Building the jail isn't easy though - you have to statically build all the binaries, or strace all the library calls. I have step-by-step instructions and a pre-built jail listing for RedHat - e-mail me if you want to try this and I can save you a lot of time.
posted by nicwolff at 9:27 AM on October 19, 2006


Check out scponly: http://www.sublimation.org/scponly/
posted by effugas at 9:28 AM on October 19, 2006


I'm afraid that you may have a few misconceptions about what is really possible. It is exceedingly hard to TRULY isolate users on a shared hosting setup. Let me explain.

You are attacking this from the angle of the shell that the user is allowed to use. This works to keep beginners and average users from doing bad things, but it won't do squat against a determined attacker. For example, if you allow your users to run PHP scripts then they basically have full access to the entire filesystem through PHP. In fact there are "php shell" scripts that essentially give you a full shell in the context of the Apache user (e.g. www-data, httpd, nobody, etc.) entirely through a web interface, so the shell setting you have for them in /etc/passwd is completely irrelevant. There is safe mode for PHP, but the PHP documentation is very clear that this is not a security catch-all, that safe mode should not be relied upon to secure a machine as there are always ways to get around it. (And some scripts fail with safe mode enabled, so in a hosting environment you can't always enable it.)

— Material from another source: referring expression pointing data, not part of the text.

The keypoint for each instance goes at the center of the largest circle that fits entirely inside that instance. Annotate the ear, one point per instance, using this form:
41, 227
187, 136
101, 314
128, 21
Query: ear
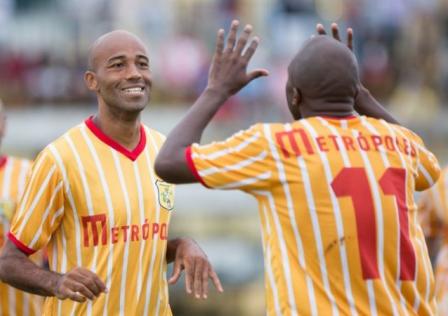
91, 81
296, 97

But even if you don't allow your users to have PHP scripts, there are still tons of ways to get around the shell restriction. For example, with cPanel the default was to assign users a restricted shell, but you could just create a crontab entry to run chsh and change your shell back to bash. So much for that idea. And if you allow your users to run CGI scripts like perl, then right there they have complete access to the entire system (in the security context of the apache user) regardless of what shell you may have given them.

The realization that I am trying to get you to make here is that unless you allow your users 100% static pages and no scripting, they will have complete access to the system in the context of whatever user Apache runs as -- access files, run commands, etc. This is the definition of scripting, after all. So farting around with restricted shells doesn't change this fact at all. Hell even without PHP and with only CGI a determined user could compile their own shell with a reverse-connect-back socket, upload it to their cgi-bin directory, hit that URL, and bam, they have a full shell in the context of the Apache user.

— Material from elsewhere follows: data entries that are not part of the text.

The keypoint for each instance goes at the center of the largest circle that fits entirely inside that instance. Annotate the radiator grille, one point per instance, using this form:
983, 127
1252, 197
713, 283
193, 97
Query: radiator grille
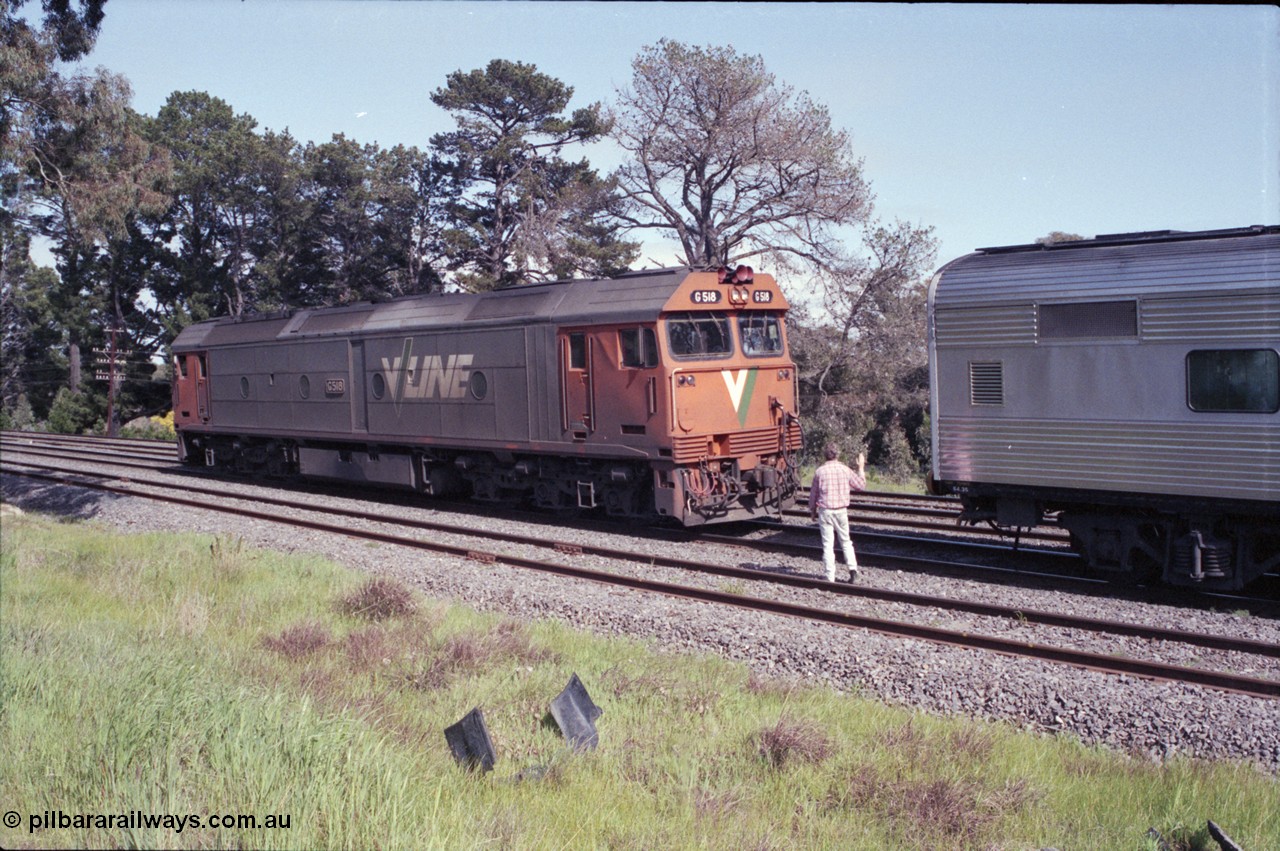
987, 383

The only true way to rope them off is to ensure that all scripts run in the context of the user, and not the apache daemon. This can be done, I believe, with a combination of suPHP and FastCGI. But there could be a major performance hit to doing it this way, and there still might be holes. I recommend that instead of trying to pretend that the security model is something it's not, you embrace it and live with it.
posted by Rhomboid at 10:02 AM on October 19, 2006


Oh and I didn't really make it clear... the goal with suPHP and FastCGI is that this access would then be in the security context of their user account and not the "nobody" (or www-data, httpd, whatever it's called) account, and so you could set file permissions accordingly. But there will always be world-readable files and they will thus always have access to them, and they will always be able to run any command they want in the context of that user account. suPHP+FastCGI only allows you to switch it from being nobody (which must necessarily have read access to all customers web files) to the individual user account (which could conceivably have read access to only their files.)
posted by Rhomboid at 10:07 AM on October 19, 2006


Response by poster: Thank you, everyone. This has given me a lot to work with.

Yeah, it seems like having as many httpds spawned as sites I have would be ... problematic. I was volunteered for this role, despite my total Linux inexperience, so sorry if this is a dumb question.

Someone should write a book on web hosting in a hostile environment. :)
posted by adipocere at 4:16 PM on October 19, 2006


Oh--do what grouse said. Restrict your users to sftp--all you need to do is run sudo chsh /usr/lib/sftp-server.